I have to wonder if this film offers a wish fulfillment of its own, one radically different on an aesthetic level from the increasingly maligned Judd Apatow, but startlingly similar in its regressive pursuit of male fantasy, accompanied by an objectifying idealization and willfull alienation of the opposite sex. (btw I scanned those YouTube clips of Sylvia to see if any of them had a shot of “Laure Je T’aime” scrawled on the walls – I would love to match those with “I’m so over you Sarah Marshall!!!” Same difference?)

So as much as I love to celebrate cinema, I don’t dare to conflate cinema as solipsism. There’s plenty of that going around that we don’t need the movies to serve as enablers, no matter how masterful they are.  But I guess the difference between your view and mine is how much we align the man’s perspective with the film’s, how much it acknowledges the danger of solipsism inherent in its protagonist as opposed to glorifying his gaze, and how much of that solipsism refracts onto the film itself, despite its attempt to celebrate the variety of human existence – is it still a one way mirror?

Jen, those moments you mention when the gaze is returned is really the heart of the film’s mystery for me, because that is the locus of the kind of disruption from the monadic existence I’m advocating.  It’s where things get really interesting. But what does he really do with those pregnant seconds? 
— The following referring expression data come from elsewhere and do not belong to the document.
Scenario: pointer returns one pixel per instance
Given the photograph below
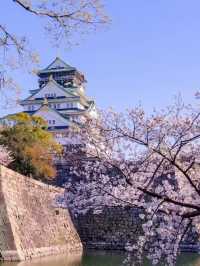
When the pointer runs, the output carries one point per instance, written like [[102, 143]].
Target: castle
[[60, 99]]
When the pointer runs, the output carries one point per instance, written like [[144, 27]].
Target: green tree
[[32, 146]]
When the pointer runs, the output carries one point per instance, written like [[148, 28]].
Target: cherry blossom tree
[[5, 156], [147, 161]]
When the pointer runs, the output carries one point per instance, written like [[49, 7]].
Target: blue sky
[[149, 53]]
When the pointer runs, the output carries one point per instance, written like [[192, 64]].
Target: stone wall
[[110, 229], [114, 226], [31, 222]]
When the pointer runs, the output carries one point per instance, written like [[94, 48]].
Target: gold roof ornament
[[50, 77], [45, 102]]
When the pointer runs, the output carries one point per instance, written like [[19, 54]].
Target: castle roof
[[56, 66]]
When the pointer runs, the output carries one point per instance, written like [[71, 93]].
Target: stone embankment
[[31, 222], [115, 226]]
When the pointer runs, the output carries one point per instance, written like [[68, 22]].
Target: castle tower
[[60, 97]]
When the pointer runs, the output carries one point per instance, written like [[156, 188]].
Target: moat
[[97, 258]]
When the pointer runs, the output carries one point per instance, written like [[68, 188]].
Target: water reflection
[[60, 260], [97, 258]]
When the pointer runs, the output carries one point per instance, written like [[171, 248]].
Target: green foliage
[[32, 146]]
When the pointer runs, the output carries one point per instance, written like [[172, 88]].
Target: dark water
[[97, 259]]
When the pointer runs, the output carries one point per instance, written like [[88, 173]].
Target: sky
[[148, 54]]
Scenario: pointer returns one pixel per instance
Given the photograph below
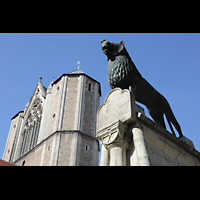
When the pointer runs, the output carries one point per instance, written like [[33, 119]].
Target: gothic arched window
[[31, 127]]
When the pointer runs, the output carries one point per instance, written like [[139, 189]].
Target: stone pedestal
[[129, 138], [113, 118]]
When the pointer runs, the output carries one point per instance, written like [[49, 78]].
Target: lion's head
[[111, 49]]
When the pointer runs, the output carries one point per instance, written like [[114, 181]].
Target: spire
[[78, 64], [50, 86], [78, 71]]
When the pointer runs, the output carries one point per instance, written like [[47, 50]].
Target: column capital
[[114, 135]]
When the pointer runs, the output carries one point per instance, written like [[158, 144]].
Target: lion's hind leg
[[157, 117]]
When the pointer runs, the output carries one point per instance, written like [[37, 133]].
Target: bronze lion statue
[[123, 73]]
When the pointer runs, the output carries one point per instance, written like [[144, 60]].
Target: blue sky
[[169, 61]]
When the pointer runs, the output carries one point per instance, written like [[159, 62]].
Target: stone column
[[114, 145], [113, 119], [118, 154], [140, 146]]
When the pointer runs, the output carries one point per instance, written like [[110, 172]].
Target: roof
[[4, 163], [78, 71]]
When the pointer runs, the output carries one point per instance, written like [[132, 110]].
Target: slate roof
[[78, 71], [4, 163]]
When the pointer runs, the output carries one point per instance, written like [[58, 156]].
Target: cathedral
[[58, 125]]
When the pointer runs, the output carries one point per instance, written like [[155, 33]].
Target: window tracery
[[31, 127]]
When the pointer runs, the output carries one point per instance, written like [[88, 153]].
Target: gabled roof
[[78, 71]]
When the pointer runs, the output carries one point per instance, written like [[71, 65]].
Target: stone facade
[[129, 138], [66, 131]]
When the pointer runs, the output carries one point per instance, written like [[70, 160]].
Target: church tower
[[58, 125]]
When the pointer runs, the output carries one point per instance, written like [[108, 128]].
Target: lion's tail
[[172, 130]]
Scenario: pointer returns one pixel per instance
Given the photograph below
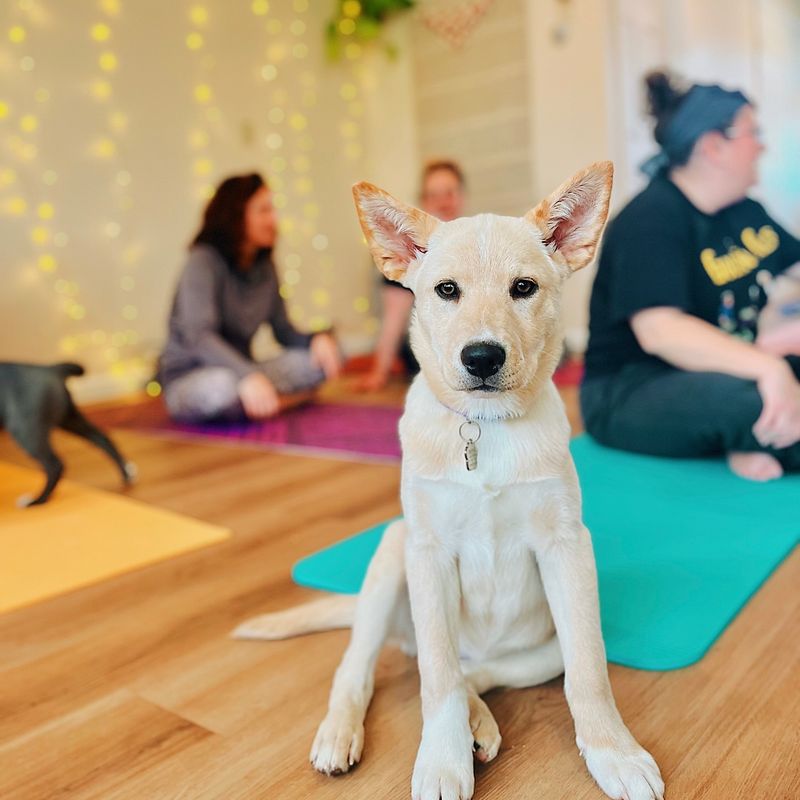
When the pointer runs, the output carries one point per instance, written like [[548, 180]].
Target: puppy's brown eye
[[524, 287], [448, 290]]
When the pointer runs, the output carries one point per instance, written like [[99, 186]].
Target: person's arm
[[692, 344], [285, 333], [397, 305], [198, 317], [695, 345]]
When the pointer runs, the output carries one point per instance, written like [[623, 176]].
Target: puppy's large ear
[[397, 234], [571, 219]]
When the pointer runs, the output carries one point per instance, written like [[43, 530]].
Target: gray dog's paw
[[24, 500]]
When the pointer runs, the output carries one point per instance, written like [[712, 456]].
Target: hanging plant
[[361, 22]]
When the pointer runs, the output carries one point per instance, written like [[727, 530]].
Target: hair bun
[[663, 95]]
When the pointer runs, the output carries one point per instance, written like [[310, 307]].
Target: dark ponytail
[[663, 99]]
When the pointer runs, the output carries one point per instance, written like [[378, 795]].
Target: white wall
[[568, 50], [753, 45]]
I read that Calvino novel many years ago (found a copy in China of all places) and enjoyed it very much.  But I’m not sure how much it parallels this film, if only because the Calvino had a very disjunctive structure whereas this film seems to flow from one moment into the next through a continuous way of looking.

 I think him hitting on that girl and sleeping with her amounts to an attempt to reject his past following that humiliating debacle on the train. But it fails because the next day he’s at the train stop looking for that girl who reminded him of Sylvia.  It’s a really creepy moment the night he and that chick bed together and he’s staring at her so intently, as if trying desperately to drink in her beauty.  Who knows if six years later he’ll be looking for her? 

That lady with the disfigured face was no illusion – she takes off her sunglasses and there she is, an infeffable reproval of all the hot young ladies that, from this film, you’d think constituted 80% of the Parisian population. 

Ultimately I’m not sure if this film subverts or overturns anything Mulvey wrote, or at least anything she wrote about Vertigo.  It still plays to me as the scene where Scottie mistakes Judy for Madeleine, only extended to feature length.